The US Food and Drug Administration (FDA) recommends that pets avoid the lawns and plants that have just been sprinkled with glyphosate because animals can develop digestive or intestinal problems if they are infected. they touch the substance when it is not dry. Glyphosate has also recently been badociated with more serious cases of hepatic steatosis in humans.

But beyond glyphosate, Roundup contains another compound: soap-like detergents, called surfactants, that help the chemical penetrate the leaves of plants to exert its destructive weed magic. . Benbrook thinks Monsanto should do more to warn people about how surfactants work and how to protect themselves.

"These are the surfactants that carry glyphosate first through the skin and inside the body, then inside cells where damage can be caused to the DNA" , did he declare.

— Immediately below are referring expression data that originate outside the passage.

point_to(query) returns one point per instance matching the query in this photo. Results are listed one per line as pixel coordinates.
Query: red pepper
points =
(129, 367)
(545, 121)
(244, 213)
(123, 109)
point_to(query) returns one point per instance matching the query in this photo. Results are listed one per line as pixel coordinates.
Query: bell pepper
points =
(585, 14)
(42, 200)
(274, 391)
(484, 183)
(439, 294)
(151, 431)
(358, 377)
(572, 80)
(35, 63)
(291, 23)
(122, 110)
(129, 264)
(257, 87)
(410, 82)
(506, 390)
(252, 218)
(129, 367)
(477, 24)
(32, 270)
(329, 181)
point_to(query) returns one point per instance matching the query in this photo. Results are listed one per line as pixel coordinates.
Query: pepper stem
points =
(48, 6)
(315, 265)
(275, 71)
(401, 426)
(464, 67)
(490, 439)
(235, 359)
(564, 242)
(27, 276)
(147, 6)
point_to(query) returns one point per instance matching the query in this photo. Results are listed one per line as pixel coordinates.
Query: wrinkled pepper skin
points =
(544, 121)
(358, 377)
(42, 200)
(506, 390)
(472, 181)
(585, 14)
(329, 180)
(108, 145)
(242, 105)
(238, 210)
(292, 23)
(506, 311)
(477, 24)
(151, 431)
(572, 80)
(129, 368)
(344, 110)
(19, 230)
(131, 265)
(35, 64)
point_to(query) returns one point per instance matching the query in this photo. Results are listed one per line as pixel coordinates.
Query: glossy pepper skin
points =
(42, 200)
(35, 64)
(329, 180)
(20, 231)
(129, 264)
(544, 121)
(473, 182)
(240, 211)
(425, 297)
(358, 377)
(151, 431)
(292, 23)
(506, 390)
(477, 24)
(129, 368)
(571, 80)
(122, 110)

In Europe, noted Benbrook, surfactant chemicals have been made less toxic to consumers. In the United States, however, regulatory pressures have been weaker and Monsanto has not changed the Roundup formulas in the same way. "When juries learn that Monsanto makes a product at least 10 times, maybe 100 times safer all over Europe?" he said. "This is not acceptable, and that's one of the reasons we can expect punitive damages from mammoths to have occurred in the first three trials."

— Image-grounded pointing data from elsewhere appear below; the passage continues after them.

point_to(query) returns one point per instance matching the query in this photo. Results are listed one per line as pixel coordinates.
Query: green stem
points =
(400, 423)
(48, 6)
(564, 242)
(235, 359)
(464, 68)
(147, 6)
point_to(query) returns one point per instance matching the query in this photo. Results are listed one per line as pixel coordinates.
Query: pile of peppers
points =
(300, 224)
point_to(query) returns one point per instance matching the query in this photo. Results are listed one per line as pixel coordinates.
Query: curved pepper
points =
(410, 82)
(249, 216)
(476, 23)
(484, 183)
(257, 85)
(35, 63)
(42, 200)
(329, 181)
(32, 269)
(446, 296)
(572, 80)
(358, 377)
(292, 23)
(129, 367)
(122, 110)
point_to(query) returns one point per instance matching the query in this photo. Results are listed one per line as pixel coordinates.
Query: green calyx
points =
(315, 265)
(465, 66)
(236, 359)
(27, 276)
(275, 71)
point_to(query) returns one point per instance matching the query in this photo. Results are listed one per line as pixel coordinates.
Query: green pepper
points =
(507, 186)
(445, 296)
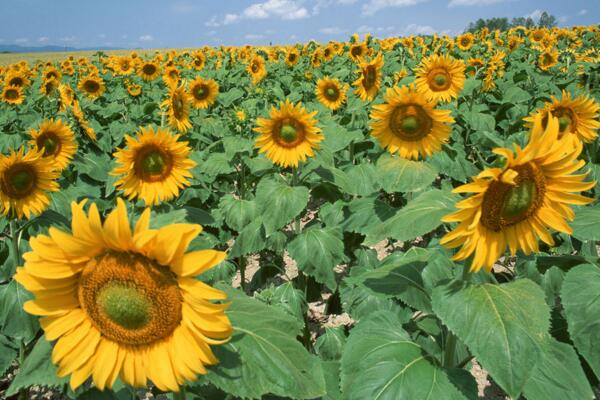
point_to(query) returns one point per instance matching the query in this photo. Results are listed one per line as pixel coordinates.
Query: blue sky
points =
(193, 23)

Bayer has stated that the allegation is one "that we do not believe supported by the vast body of science".

The company told Business Insider in an email that "regulators have specifically evaluated the safety of the clbad of surfactants used in glyphosate herbicides; in 2009, the US EPA has concluded that these surfactants were not carcinogenic ".

The statement adds that Monsanto has refined the surfactants contained in products sold in Europe "because of market preferences or country-specific requirements in the region".

The Argentine environmentalist Sofia Gatica is trying to stop spraying on a soybean field in Dique Chico, Argentina, on January 20, 2018.
Diego Lima / AFP / Getty Images

Traces of glyphosate in food do not seem to hurt people

While glyphosate lawsuits have emerged, some people have expressed concerns about the traces of the chemical in our food.

Traces of glyphosate found in a bowl of Cheerios or a glbad of wine are not likely to kill anyone, though.

"Using internationally accepted limits, an average adult man should drink more than 1,000 liters of wine a day to reach any level of risk," pharmacist Ian Musgrave recently wrote in The Conversation.

That said, it should be remembered that the bodies of different people may react differently to chemicals. The foods that pregnant women eat affect the growth and development of their fetuses, for example, and the development of the digestive system of infants and young children can be more difficult than others. Scientists are still studying the impact of pesticides on brain development in children.

Kogevinas still does not think that the presence of this chemical in food causes much concern.

"If you ask me if glyphosate is a problem in my food, no, it is not," he said. But he noted that he preferred to buy organic products to avoid pesticides more generally.

Kogevinas lives in Barcelona, ​​where Roundup formulations comply with European standards, but that did not affect his decision to buy it: he chose to never use glyphosate in his own garden.